When I arrived I happened to run into Dr. Michael Wall, curator of the museum’s entomology department as well as Vice President of Research and Public Programs, as he was walking into the theater where all the lectures are held. I’ve been to the museum enough times already that he and I are on a first name basis. Yeah, I’m that kind of special.
We exchanged “Hellos” and a handshake and then the person he was walking into the theater with also reached out for a handshake and introduced himself. If I would have been smart enough to realize that he was the evening’s speaker I probably would have told him how much I looked forward to his presentation.
The best way to describe the lecture is to quote from the description about the book from his website.
“A biologist shows the influence of wild species on our well-being and world, and how, even in places like our bedrooms, where we have most completely cleansed ourselves of nature, nature still clings to us – it always will.

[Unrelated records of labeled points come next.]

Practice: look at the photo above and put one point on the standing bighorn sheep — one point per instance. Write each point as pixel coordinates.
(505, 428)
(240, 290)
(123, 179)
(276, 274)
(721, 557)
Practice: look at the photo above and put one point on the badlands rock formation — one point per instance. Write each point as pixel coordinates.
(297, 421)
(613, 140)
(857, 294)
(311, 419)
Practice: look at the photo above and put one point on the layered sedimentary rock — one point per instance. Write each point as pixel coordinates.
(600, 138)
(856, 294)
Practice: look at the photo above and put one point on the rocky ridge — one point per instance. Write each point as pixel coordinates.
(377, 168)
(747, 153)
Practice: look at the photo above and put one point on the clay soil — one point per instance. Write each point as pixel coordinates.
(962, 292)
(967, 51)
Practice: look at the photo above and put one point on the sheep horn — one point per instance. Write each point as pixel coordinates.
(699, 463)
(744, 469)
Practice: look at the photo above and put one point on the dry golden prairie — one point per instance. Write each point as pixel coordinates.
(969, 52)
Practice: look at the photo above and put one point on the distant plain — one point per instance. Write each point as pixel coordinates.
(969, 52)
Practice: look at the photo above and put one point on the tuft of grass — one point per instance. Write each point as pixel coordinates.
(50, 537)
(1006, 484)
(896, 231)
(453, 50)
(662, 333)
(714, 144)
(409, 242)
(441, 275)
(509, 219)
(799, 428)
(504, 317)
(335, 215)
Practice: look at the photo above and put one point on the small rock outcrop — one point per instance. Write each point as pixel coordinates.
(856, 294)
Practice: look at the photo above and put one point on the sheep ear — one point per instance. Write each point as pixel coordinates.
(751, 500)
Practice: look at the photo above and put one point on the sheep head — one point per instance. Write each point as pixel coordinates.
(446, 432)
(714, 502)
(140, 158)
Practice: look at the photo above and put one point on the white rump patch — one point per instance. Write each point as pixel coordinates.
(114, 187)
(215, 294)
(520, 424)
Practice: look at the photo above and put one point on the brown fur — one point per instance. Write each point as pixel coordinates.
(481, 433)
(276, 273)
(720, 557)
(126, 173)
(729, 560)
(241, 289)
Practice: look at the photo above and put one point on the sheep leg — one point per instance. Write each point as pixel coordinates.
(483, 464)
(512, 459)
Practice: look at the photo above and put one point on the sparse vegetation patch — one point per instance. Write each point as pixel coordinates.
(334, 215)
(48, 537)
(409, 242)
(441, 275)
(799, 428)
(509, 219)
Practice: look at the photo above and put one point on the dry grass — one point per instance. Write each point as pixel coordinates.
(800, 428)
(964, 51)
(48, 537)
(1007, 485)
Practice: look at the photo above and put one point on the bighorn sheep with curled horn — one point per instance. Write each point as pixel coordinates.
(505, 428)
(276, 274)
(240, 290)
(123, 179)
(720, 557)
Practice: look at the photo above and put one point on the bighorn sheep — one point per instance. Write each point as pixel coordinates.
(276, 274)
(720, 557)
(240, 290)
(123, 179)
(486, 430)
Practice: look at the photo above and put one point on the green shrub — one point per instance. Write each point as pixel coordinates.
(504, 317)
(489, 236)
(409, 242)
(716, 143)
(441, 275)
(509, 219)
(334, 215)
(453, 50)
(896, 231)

“We evolved in a wilderness of parasites, mutualists, and pathogens. But we no longer see ourselves as being part of nature and the broader community of life. In the name of progress and clean living, we have scrubbed much of nature off of our bodies, and have tried to remove whole kinds of life – parasites, bacteria, mutualists, and predators – to allow ourselves to live free of wild danger. Nature, in this new world, is the landscape outside, a kind of living painting that is pleasant to contemplate but also nice to have escaped.

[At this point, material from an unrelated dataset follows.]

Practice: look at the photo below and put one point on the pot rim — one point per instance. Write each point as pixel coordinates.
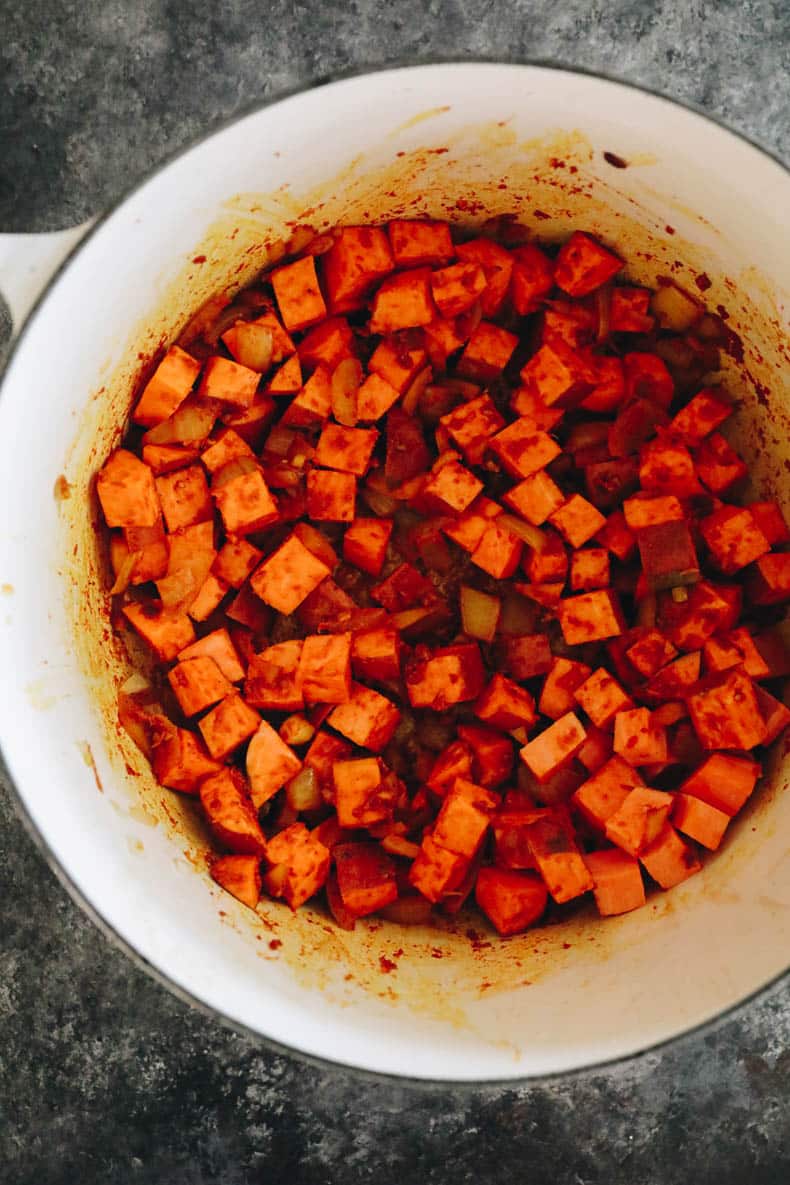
(280, 1048)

“The truth, though, is that while “clean living” has benefited us in some ways, it has also made us sicker in others, according to biologist Rob Dunn. We are trapped in bodies that evolved to deal with the dependable presence of hundreds of other species. As Dunn reveals, our modern disconnect from the web of life has resulted in unprecedented effects that immunologists, evolutionary biologists, psychologists and other scientists are only beginning to understand. Diabetes, autism, allergies, many anxiety disorders, autoimmune diseases, and even tooth, jaw and vision problems are increasingly plaguing bodies that have been removed from the ecological context in which they existed for millennia.
“Through the stories of visionaries, Dunn argues that we can create a richer nature, one in which we choose to surround ourselves with species that benefit us, not just those that, despite us, survive.”

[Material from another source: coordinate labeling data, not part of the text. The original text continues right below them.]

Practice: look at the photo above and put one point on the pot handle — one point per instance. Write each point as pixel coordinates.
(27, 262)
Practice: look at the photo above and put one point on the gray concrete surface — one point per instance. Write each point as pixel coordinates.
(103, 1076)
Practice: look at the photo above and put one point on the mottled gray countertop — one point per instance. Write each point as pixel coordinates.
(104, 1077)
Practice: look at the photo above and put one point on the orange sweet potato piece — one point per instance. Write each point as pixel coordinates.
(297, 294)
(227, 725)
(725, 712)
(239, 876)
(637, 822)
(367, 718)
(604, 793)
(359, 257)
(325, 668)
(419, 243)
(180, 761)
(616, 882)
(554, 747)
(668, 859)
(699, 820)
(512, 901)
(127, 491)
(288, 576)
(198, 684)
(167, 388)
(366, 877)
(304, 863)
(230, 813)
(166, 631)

Throughout the lecture he talked about studies that show possible correlations between exposure to microbes and better health, such as owning a dog as a child in relation to reduced occurrence of asthma, or how the appendix may turn out to be very beneficial to us as a storehouse of good microbes waiting to be released to eradicate harmful ones. And how studies show that there is practically no difference between your pillow and a toilet seat when investigating the number of microbes present.
He recommended (with caveats) walking around outside barefoot, getting dirty, taking deep breaths from nature, gardening, playing with outside dogs, and eating fruits and nuts that our bodies can’t digest very well but that our beneficial microbes thrive on.
He also strongly recommended never using hand sanitizer, which kills both good and bad germs, and just staying with soap and water.
Oh, almost forgot. He also touched briefly on the exciting results doctors are getting from fecal transplants.